L’Amministrazione comunale in realtà, qualche mese fa aveva pensato ad un nuovo metodo sperimentale, innovativo e quasi a costo zero: la costruzione di un cantiere naturale in cui a lavorare sarebbero stati l’acqua, il vento e le correnti marine.

Stiamo parlando della “Duna litoranea” che fu posizionata dagli operai del Comune a dicembre scorso. Noi di Riviera Oggi siamo andati a vedere che fine ha fatto.

Ebbene ci siamo trovati davanti la struttura che ha subito probabimente diverse intemperie. Esisteva una doppia fila di paletti di circa 70-80 centimetri di cui ha retto ad oggi, dopo cinque mesi, solo una parte, meno della metà.

Invece i sacchi di iuta risultano completamente deteriorati. Questi avrebbero dovuto garantire un processo di ripascimento naturale dell’arenile depositando sabbia, proveniente dall’andirivieni del moto ondoso, sulla spiaggia attraverso un’azione di filtraggio.

Ricordiamo che il progetto consisteva in sostanza, nella delimitazione di una piccola parte di spiaggia e della duna retrostante i paletti collegati da spezzoni di corda, al fine di lasciare crescere indisturbata la vegetazione psammofila, evitando l’accesso a persone ed animali.

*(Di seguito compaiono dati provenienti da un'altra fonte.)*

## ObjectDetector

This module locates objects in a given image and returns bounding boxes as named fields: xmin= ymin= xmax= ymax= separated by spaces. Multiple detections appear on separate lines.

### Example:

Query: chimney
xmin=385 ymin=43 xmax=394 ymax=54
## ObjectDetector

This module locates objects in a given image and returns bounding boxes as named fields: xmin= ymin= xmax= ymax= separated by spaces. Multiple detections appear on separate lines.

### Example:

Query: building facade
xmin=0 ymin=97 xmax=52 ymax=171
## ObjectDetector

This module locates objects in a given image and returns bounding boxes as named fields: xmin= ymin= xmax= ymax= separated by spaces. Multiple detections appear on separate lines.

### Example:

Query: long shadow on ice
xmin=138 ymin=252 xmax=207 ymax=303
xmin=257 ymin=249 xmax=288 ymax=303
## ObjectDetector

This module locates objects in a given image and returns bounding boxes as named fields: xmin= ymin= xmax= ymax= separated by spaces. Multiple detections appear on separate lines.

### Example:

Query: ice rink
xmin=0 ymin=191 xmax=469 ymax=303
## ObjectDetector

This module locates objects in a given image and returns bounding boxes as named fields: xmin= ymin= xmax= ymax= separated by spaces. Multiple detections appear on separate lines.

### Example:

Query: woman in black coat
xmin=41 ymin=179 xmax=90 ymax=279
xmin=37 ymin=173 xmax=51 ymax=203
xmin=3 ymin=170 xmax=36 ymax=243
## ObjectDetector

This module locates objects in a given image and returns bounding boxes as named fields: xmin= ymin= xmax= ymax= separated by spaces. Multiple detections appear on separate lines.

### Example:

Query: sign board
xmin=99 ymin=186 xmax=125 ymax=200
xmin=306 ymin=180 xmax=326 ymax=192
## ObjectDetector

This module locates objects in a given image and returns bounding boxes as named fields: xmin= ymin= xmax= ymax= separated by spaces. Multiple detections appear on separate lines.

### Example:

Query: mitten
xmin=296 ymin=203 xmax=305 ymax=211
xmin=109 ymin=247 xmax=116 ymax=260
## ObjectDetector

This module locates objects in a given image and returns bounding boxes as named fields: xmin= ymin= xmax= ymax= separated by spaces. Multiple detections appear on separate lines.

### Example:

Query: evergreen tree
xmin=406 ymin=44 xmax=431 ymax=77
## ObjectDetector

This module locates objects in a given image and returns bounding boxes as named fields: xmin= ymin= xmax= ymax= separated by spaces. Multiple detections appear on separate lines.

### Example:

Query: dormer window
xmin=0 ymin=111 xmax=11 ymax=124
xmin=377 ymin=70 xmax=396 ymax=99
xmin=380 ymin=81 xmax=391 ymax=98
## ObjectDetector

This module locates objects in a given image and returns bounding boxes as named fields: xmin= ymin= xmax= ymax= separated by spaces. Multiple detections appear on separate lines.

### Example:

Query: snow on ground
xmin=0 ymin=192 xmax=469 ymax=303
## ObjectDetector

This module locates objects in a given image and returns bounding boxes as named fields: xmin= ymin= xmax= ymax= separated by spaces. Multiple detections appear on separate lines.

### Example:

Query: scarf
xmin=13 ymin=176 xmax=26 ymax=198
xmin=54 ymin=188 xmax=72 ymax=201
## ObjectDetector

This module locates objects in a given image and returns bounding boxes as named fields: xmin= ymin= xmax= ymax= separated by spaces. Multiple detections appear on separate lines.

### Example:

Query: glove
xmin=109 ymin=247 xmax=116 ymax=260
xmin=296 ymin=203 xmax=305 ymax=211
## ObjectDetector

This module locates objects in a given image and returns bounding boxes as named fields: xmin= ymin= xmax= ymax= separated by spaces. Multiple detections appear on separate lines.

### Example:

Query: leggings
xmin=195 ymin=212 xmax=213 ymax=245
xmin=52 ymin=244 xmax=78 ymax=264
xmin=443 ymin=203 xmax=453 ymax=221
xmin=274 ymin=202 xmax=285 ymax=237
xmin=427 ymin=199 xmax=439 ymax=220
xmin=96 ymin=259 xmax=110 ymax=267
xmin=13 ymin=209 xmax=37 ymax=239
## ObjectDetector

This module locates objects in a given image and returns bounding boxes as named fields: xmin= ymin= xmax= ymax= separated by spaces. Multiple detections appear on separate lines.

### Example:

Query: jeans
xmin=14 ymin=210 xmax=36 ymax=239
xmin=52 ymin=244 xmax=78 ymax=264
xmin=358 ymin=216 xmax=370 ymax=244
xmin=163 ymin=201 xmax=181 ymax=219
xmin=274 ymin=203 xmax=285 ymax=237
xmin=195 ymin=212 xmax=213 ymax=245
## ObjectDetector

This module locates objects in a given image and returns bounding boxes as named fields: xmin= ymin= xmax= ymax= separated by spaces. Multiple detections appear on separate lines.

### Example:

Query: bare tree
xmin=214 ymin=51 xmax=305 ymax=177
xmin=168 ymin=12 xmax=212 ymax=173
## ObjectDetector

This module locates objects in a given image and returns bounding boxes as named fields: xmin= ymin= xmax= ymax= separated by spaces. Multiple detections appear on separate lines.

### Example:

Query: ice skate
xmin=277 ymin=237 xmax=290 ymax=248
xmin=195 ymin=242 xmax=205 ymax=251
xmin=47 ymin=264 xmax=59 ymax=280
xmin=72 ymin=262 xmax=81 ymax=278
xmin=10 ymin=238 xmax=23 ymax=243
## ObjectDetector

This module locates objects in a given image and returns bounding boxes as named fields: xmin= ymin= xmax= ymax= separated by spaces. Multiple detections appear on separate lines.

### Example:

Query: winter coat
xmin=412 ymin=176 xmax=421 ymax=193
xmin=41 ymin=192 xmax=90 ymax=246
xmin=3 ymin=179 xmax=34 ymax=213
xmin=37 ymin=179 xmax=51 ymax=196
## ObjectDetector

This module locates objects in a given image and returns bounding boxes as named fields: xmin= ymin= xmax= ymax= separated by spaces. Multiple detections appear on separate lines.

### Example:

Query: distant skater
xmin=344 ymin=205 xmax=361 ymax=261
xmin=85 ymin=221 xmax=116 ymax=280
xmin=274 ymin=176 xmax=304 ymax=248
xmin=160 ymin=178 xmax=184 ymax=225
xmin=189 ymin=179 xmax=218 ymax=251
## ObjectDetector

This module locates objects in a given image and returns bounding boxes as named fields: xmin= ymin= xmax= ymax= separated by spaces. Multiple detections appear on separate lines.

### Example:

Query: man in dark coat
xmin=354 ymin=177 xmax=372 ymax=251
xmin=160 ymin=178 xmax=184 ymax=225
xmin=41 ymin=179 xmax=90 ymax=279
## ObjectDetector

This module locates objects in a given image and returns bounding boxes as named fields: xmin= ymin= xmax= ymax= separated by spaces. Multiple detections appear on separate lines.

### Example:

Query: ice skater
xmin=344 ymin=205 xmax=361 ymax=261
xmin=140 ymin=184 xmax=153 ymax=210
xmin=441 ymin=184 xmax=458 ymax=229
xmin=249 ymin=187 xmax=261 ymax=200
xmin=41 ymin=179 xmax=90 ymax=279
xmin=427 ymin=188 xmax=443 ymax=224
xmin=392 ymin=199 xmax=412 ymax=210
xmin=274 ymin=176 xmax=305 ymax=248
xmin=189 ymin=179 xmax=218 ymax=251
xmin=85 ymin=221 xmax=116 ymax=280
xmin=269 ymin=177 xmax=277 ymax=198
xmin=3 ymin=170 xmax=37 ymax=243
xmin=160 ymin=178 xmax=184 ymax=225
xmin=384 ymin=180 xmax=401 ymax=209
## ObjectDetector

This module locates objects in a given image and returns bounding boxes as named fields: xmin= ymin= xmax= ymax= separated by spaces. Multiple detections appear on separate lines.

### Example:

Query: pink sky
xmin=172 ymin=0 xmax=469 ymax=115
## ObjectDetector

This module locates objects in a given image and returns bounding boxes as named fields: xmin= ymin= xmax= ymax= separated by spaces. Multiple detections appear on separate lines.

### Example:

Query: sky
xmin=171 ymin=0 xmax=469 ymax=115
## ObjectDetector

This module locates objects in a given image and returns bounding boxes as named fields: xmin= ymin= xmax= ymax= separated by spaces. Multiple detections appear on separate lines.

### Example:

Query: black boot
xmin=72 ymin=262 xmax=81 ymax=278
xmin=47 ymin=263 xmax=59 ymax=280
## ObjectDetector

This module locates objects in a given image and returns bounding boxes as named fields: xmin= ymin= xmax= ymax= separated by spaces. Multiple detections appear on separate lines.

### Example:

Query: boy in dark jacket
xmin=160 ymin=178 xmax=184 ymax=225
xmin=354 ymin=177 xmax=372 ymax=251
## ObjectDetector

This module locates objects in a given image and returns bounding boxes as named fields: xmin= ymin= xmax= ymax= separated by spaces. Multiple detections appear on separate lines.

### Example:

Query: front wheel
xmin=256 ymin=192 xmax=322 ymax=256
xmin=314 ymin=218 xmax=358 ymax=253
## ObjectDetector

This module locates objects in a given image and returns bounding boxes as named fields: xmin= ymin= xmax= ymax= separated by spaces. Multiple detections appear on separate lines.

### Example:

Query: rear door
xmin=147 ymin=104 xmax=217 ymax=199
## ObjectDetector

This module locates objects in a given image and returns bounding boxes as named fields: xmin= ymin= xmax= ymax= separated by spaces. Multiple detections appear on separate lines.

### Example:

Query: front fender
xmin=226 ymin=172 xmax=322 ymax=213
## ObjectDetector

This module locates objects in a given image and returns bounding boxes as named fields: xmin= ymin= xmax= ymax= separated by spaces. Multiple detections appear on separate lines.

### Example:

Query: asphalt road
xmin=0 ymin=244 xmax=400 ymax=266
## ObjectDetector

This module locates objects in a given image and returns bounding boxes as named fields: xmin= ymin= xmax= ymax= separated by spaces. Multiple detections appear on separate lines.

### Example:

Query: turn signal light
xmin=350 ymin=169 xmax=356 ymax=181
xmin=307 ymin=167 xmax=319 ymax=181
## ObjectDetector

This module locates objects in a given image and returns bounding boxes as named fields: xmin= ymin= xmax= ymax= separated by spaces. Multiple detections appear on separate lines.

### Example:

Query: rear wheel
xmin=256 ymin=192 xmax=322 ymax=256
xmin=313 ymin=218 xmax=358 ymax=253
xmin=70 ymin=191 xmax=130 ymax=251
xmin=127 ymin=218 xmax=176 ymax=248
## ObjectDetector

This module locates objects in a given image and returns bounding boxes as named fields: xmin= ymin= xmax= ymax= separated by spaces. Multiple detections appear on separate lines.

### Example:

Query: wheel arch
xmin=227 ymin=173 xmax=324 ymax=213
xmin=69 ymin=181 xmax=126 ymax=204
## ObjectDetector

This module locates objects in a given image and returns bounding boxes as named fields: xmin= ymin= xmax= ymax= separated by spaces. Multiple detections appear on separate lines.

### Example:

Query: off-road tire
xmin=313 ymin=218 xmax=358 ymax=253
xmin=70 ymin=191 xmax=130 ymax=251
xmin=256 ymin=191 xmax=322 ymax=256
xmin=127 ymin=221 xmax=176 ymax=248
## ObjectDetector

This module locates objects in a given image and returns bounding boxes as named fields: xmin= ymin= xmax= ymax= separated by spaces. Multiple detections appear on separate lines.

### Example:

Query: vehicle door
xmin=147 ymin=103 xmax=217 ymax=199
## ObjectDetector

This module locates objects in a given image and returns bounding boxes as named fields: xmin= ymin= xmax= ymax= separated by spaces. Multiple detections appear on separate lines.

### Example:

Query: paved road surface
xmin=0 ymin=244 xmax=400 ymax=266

Conseguentemente, la formazione del cordone dunale avrebbe dovuto permettere il radicamento di piante interessanti dal punto di vista floristico, quali l’Euphorbia terracina, la Lobularia maritima, la Calistegia soldanella. La rinaturalizzazione dell’ambiente avrebbe dovuto costituire in tal modo una barriera naturale contro l’erosione costiera, grazie agli apparati radicali che rinsaldano il suolo.

Oltre alla mancanza di un’intera fila di paletti, sul tratto di spiaggia da noi visionato, non abbiamo trovato alcun tipo di vegetazione.